Era stata la favola dello scorso campionato, quella di una squadra dalla rosa non certo competitiva, il Crotone, che tutti davano per retrocessa quando ancora si doveva cominciare a giocare e che invece si salvò, con una cavalcata nel girone di ritorno assolutamente leggendaria. Il nocchiero di quella nave in tempesta poi approdata nella acque calme della salvezza era stato Davide Nicola che, rispettando un voto, a fine campionato si mise in bici per risalire l'Italia, da Crotone a Torino.
Ma, come diceva Ornella Vanoni, la musica è finita e gli amici se ne vanno. Così Nicola se ne va, lasciando di stucco società, giocatori ed una intera città che gli resterà sempre riconoscente, quale che sia la sua decisione, ma, soprattutto, quali che siano le reali motivazioni.
La famiglia Vrenna, patron del Crotone, come è giusto che sia, cercherà di fare tornare l'allenatore sui suoi passi, ma sapendo bene che sarà impresa difficile.

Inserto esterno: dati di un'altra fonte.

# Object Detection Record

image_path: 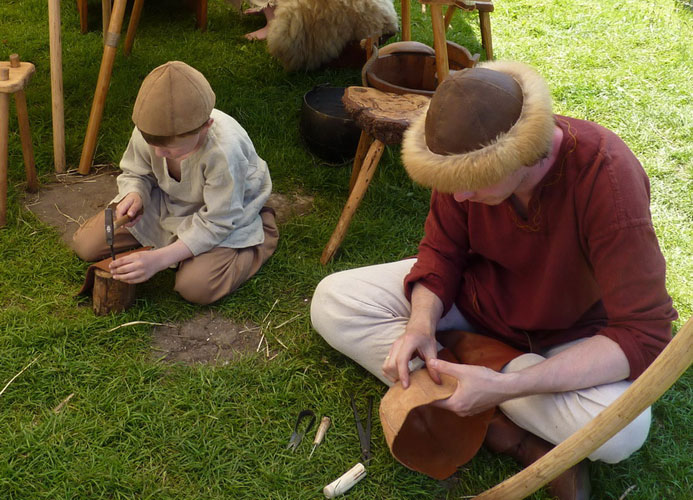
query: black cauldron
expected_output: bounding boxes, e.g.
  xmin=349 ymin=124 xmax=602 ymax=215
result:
xmin=300 ymin=86 xmax=361 ymax=163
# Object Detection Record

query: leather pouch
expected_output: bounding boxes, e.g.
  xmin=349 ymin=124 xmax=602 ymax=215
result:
xmin=380 ymin=331 xmax=522 ymax=479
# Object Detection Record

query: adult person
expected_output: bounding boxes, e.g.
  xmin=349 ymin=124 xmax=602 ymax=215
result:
xmin=311 ymin=61 xmax=676 ymax=499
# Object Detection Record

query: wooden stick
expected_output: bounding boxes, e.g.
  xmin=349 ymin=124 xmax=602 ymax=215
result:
xmin=322 ymin=462 xmax=366 ymax=498
xmin=78 ymin=0 xmax=127 ymax=175
xmin=431 ymin=3 xmax=450 ymax=85
xmin=320 ymin=139 xmax=385 ymax=265
xmin=0 ymin=354 xmax=42 ymax=396
xmin=123 ymin=0 xmax=144 ymax=56
xmin=101 ymin=0 xmax=112 ymax=41
xmin=10 ymin=54 xmax=38 ymax=193
xmin=0 ymin=67 xmax=10 ymax=227
xmin=479 ymin=11 xmax=493 ymax=61
xmin=48 ymin=0 xmax=66 ymax=174
xmin=476 ymin=318 xmax=693 ymax=500
xmin=402 ymin=0 xmax=411 ymax=42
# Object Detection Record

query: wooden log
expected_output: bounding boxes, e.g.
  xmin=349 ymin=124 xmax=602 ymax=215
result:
xmin=92 ymin=269 xmax=135 ymax=316
xmin=475 ymin=318 xmax=693 ymax=500
xmin=342 ymin=87 xmax=430 ymax=144
xmin=48 ymin=0 xmax=66 ymax=174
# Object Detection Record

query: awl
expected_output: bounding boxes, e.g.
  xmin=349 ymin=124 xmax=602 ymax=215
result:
xmin=308 ymin=417 xmax=330 ymax=459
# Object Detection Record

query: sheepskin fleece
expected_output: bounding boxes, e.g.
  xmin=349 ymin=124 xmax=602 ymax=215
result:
xmin=267 ymin=0 xmax=398 ymax=71
xmin=402 ymin=61 xmax=555 ymax=193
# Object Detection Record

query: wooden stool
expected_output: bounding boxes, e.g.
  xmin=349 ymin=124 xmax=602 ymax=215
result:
xmin=320 ymin=87 xmax=429 ymax=265
xmin=402 ymin=0 xmax=493 ymax=82
xmin=0 ymin=54 xmax=38 ymax=227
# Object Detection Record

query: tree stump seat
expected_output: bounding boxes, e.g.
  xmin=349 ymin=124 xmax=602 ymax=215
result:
xmin=320 ymin=87 xmax=430 ymax=265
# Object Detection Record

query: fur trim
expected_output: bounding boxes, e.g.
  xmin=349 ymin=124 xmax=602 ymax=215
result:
xmin=402 ymin=61 xmax=555 ymax=193
xmin=267 ymin=0 xmax=398 ymax=71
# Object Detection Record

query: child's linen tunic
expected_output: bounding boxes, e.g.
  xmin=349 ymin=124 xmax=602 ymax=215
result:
xmin=113 ymin=109 xmax=272 ymax=255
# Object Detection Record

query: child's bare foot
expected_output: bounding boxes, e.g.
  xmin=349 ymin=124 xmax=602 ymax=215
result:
xmin=243 ymin=26 xmax=269 ymax=41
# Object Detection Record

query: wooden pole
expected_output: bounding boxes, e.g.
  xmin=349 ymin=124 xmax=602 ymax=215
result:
xmin=402 ymin=0 xmax=411 ymax=42
xmin=0 ymin=67 xmax=10 ymax=227
xmin=48 ymin=0 xmax=66 ymax=174
xmin=123 ymin=0 xmax=144 ymax=56
xmin=10 ymin=54 xmax=38 ymax=193
xmin=320 ymin=139 xmax=385 ymax=265
xmin=475 ymin=318 xmax=693 ymax=500
xmin=430 ymin=3 xmax=450 ymax=85
xmin=79 ymin=0 xmax=127 ymax=175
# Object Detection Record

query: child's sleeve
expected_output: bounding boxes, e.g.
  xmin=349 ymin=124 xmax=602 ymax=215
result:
xmin=112 ymin=128 xmax=156 ymax=207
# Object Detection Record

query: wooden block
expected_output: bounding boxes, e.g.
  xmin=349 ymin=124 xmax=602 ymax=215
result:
xmin=92 ymin=269 xmax=135 ymax=316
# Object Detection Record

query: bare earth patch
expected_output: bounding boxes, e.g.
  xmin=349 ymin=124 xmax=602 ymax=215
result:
xmin=25 ymin=171 xmax=313 ymax=364
xmin=25 ymin=168 xmax=313 ymax=245
xmin=151 ymin=311 xmax=265 ymax=365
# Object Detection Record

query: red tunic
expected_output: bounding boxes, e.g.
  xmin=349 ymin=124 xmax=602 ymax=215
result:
xmin=404 ymin=116 xmax=677 ymax=380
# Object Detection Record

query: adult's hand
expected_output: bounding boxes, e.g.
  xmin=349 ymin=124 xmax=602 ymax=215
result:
xmin=430 ymin=359 xmax=512 ymax=417
xmin=383 ymin=327 xmax=440 ymax=389
xmin=115 ymin=192 xmax=143 ymax=227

Nicola avrebbe imboccato la strada delle dimissioni non soltanto per la sconfitta, pesante ed interna, con l'Udinese, quanto perché potrebbe non avere sentito più la dirigenza vicina come un tempo. Una fiducia che non era venuta mai meno nemmeno quando, alla fine del girone d'andata dello scorso campionato, tutti vedevano la fine segnata del Crotone e, quindi. spingevano ad un fine stagone di preparazione al certissimo campionato di B.

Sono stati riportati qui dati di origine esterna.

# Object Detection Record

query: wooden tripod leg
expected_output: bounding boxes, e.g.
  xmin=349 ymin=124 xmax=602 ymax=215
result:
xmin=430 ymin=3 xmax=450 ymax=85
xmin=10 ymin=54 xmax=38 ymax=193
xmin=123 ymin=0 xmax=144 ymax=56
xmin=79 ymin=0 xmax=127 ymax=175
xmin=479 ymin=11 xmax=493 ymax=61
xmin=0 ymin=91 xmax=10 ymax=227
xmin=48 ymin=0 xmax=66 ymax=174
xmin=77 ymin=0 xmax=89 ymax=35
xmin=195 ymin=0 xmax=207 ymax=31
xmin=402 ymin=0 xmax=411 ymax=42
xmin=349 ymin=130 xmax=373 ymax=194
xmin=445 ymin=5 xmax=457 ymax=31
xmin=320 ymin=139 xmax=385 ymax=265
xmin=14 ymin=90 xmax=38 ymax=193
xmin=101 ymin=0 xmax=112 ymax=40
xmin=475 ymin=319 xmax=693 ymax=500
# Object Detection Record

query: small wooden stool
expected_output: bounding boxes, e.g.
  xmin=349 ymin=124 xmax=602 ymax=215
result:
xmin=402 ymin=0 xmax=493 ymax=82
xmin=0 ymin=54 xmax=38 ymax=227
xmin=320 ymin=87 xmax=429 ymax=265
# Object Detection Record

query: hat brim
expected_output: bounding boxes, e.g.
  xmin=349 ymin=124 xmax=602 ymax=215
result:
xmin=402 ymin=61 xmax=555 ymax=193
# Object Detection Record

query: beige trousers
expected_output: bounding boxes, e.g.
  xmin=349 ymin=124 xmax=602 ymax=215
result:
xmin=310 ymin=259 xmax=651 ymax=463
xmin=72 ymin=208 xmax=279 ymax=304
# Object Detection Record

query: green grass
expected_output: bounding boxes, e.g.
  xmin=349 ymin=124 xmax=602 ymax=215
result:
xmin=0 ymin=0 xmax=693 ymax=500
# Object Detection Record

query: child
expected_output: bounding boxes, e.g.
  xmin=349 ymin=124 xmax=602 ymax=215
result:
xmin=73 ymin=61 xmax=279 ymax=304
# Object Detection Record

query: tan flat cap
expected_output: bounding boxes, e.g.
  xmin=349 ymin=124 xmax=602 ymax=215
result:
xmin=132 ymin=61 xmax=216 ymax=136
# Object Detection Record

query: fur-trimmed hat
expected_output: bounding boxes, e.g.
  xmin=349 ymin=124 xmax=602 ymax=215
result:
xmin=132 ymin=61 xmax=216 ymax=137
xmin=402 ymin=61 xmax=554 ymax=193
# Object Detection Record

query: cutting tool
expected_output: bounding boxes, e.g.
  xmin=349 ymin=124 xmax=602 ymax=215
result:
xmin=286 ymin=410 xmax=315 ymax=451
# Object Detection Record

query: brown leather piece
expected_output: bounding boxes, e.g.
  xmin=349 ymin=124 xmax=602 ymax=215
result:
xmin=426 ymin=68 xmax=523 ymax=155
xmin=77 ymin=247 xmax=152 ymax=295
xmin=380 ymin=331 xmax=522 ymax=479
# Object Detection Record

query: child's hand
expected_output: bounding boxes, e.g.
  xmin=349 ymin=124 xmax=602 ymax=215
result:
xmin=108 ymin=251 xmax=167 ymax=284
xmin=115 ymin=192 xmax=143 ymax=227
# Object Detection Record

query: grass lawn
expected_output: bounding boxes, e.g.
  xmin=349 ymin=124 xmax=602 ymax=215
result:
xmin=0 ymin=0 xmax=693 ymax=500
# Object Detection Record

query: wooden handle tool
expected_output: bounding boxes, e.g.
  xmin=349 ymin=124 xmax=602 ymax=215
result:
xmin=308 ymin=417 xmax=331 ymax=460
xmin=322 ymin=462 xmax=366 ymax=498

Ed invece i rossoblù jonici conquistarono la salvezza e grande, se non esclusivo, merito di ciò deve essere attribuito a Davide Nicola., Ora è arrivata la fine di un rapporto che sembrava idilliaco e che forse non era più tale da tempo. Lui, l'allenatore, avrà certo altre occasioni per rimettersi in gioco, anche perché, caso rarissimo in Italia, si è dimesso e non ha creato le condizioni per farsi esonerare, come la storia recente del calcio insegna.